一个核心定位指在保障国家自然与文化遗产的永续利用的目标下,明确国家公园体制其性质是一项国家的“公益事业”。国家公园是“凝结了大自然亿万年的神奇造化,承载着华夏文明5000年的丰厚积淀,是自然史和文化史的天然博物馆,是人与自然和谐发展的典范之区,是中华民族薪火相传的共同财富”[1],国家公园作为社会公益事业所具备社会性、共享性、无形性、福利性的特点,决定了其国家公益事业的性质定位。同时,这些特点也决定了国家公园在国家社会生活中是一种公共产品属性。“作为珍贵的自然与文化遗产,不能被少数盈利者掌管,而只能由被全体人民所信赖的政府,为了国家的长久利益行使管理权力。[2]”对于“公共产品”而言,市场机制下无法实现资源的有效配置,体现为市场失灵,在市场失灵的条件下,更为强调政府向国民提供公共产品与服务的职责的担当。正如1903年,美国第二十七任总统西奥多·罗斯福在约翰·缪尔陪同下游览了优胜美地国家公园之后,意味深长地说:“我们建设自己的国家,不是为了一时,而是为了长远。”并强调指出:“不要去破坏她的壮观,留下来给你们的儿子,给你们的孙子,给所有的后人;每一个美国人,都应该有机会看到这一雄伟的奇景。[3]”

3.2 改结构之2个先决条件

“改结构”是以“立根本”为基础,建构体制中最为关键的部分,之所以关键在于其是对现有体制、利益、职能等的重大冲击与调整,同时也是未来体制顺利运行的根本保障。“改结构”中主要涉及2项内容:其一,整合国家自然与文化遗产资源,形成完整的资源结构;其二,厘清各体制相关体的权与责,形成清晰的权属结构。

3.2.1 资源结构的完整性

国家公园所涉及的自然与文化遗产,即人们在自然资源的基础上通过想象、加工、修饰等行为,赋予了它美的意念、文化的内涵,使其渗透着人类思想,凝聚着人类精神,传承着人类文明。资源呈现出整体性、精华性、地域性、脆弱性、不可复制性的特征属性,这些资源对于人类的过去、现在和未来都无比珍贵。

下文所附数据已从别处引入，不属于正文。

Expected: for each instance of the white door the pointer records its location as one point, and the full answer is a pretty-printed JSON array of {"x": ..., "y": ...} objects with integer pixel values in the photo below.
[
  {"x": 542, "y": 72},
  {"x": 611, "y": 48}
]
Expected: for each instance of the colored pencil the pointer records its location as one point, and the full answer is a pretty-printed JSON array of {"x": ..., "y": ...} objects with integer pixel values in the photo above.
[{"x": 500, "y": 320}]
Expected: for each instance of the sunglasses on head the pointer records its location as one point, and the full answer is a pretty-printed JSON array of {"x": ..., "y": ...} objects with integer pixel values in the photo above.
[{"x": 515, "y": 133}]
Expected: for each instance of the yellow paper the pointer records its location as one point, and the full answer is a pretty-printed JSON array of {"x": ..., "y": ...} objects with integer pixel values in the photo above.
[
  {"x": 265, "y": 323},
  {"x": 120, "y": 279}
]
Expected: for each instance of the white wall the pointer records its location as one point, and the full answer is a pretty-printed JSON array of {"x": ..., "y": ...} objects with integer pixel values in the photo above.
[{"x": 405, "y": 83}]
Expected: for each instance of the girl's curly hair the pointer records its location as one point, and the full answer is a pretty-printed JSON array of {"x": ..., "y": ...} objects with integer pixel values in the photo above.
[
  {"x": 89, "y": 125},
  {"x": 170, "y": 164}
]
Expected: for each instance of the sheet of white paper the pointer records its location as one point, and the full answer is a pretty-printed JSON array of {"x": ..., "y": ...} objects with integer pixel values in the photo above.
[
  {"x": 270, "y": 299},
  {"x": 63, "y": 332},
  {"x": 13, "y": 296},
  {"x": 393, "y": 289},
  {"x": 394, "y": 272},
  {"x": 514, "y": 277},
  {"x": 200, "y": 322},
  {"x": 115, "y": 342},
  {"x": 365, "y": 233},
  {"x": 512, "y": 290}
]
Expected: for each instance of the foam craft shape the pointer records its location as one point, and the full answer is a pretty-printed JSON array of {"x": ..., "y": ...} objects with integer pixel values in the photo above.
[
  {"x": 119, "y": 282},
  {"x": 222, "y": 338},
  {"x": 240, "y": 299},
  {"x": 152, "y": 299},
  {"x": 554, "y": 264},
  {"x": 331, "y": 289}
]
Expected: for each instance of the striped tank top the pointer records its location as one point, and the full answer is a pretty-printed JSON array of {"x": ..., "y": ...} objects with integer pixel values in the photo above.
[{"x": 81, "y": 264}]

我国目前并未将自然与文化遗产作为整体资源来看待,基本采用以部门划分资源的方式,风景名胜区是将自然与文化遗产作为整体来加以保护与利用,而在文物保护单位、自然保护区、森林公园等区域还存在着大量特征同样明显的自然或文化遗产。自然与文化遗产是一种整体性资源,资源的形成有赖于各类构景资源的支撑,目前以部门作为划分自然与文化遗产资源的形态,有悖于资源的特征属性,难以发挥资源整体性优势。

1872年,美国国会通过了设立国家公园的法案,并以建立世界第一个国家公园——黄石国家公园为标志,开始构建整个国家的国家公园体制。1935年,美国国会通过法案,将国家历史遗迹等文化资源合并入国家公园体系。美国国家公园系统包括国家公园、国家遗迹、国家纪念地、国家风景道、休闲娱乐区等20种类型,囊括了自然与文化遗产的全部范围。1972年诞生的《保护世界文化与自然遗产》公约最重要的特点是将自然和文化遗产的保护合为一体,因为自然和文化是互补的,文化遗产的个性与其发展的自然环境有很大关系。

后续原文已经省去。